3 pound lean rump roast, trimmed & cut into 1 inch cubes
½ teaspoon each salt and pepper
1 large onion, diced
1 (6 oz) can tomato paste
2 tablespoons low-sodium soy sauce
1 ½ cups beef broth
½ cup red wine
1 teaspoon thyme leaves, divided
2 tablespoons Minute tapioca
2 bay leaves
2 large Russet potatoes, cubed
3 stalks celery, sliced
2 cups diced carrots
1 tablespoon olive oil
2 cups frozen peas
Instructions
Heat 1 tablespoon canola oil over medium heat in large Dutch oven. Season beef with salt and pepper. Working in batches, sear beef cubes then remove to slow-cooker. After browning and removing all the beef, heat remaining tablespoon of vegetable oil.
Add onions and cook over medium-high heat until onions begin to brown. Add tomato paste and stir constantly for one minute. Add soy sauce, beef broth, red wine, and ½ teaspoon thyme leaves. Stir in tapioca and bay leaves and pour over beef in crock pot.

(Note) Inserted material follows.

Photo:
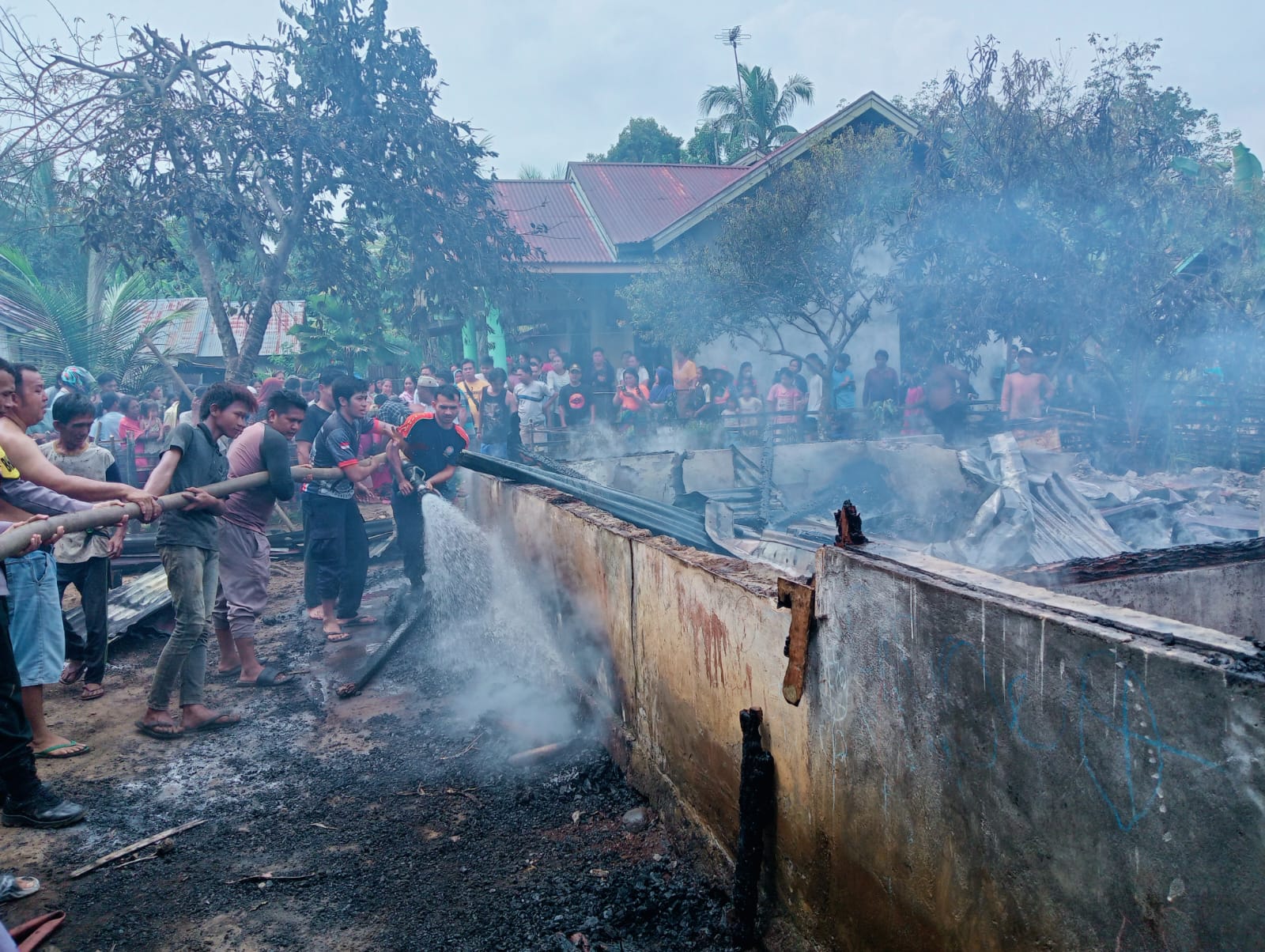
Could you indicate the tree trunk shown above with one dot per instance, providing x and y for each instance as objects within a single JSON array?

Tear a sheet of aluminum foil about 2 times the size of the crock-pot opening. Combine potatoes, celery, carrots; toss gently with olive oil and remaining ½ teaspoon of thyme leaves. Fold together edges of foil and crimp to seal. Put vegetable packet directly on top of beef mixture in crock-pot. Cover with lid and cook for 6 to 7 hours on high or 10 hours on low.
Carefully remove lid and open foil packet. Stir contents into stew mixture. Add peas; heat through and serve.